Go Tell It On The Mountain

James Baldwin’s book: Go Tell It On The Mountain is a masterful work.

Set in three sections, the narrative weaves the struggle of a family and its individual components through their church lives, and their salvation or resistance to their salvation.

What happens around them and throughout their experience as black people, whether in the south or in the north, elevates the characters’ deep existence in God’s world. Their religious belief and expression is their answer to enduring senseless violence and unwarranted hatred threaded throughout their lives.

The themes of sin and redemption, or striving for redemption, of rage, and of being saved – yet still a sinner – is felt in each page, in each individual’s journey.

As the novel opens with the eldest son, John, recalling his family’s church rituals and ‘the sinners’ the family passes on their way to Sunday services, the reader peeks at the family’s life in Harlem through John’s eyes.
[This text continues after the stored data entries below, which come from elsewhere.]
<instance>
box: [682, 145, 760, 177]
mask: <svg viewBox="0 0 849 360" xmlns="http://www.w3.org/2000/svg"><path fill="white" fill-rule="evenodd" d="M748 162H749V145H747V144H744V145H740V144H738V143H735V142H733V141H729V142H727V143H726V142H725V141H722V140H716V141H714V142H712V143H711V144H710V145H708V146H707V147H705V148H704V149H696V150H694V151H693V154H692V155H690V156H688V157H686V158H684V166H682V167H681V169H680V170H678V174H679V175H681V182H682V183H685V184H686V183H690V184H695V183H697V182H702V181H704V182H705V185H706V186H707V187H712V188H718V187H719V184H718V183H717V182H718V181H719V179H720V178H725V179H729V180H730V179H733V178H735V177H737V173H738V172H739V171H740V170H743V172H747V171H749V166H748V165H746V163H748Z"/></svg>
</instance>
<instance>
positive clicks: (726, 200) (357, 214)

John expresses embarrassment by the demeanor and characters of the ‘sinners’ they pass as the family walks the four blocks to their storefront church, where their father is a deacon. John’s brother Roy expresses amusement at the ‘sinners’ behavior he witnesses as they walk past, and he expresses an attraction to that life.

Snatches of gospel song and verse propel the narrative forward through the several main characters’ thoughts and experiences, while the women elders and other sisters of the church, hover in the background, or come forward in prayer for the characters’ collective and individual souls throughout.

Instances of the family’s reality in a white world are shown through several scenes, but do not overpower the narrative of these characters’ lives. The reader experiences the world of the various characters and their choices, but are left to make of it what they will as they are propelled through the pages in a sometimes raw and dreadful torment.

The narrative compels the reader to bear witness – to understand the requirements of God to these characters – a forsaken people and their cries into the wilderness. The reader is kept rooted in each character’s living reality outside of the church, while unfurling a deep sense of these lives, and in the lives of their community through their spiritual connections and disconnections, and knowledge that their nearness to God is their only succor inside or outside of the human world.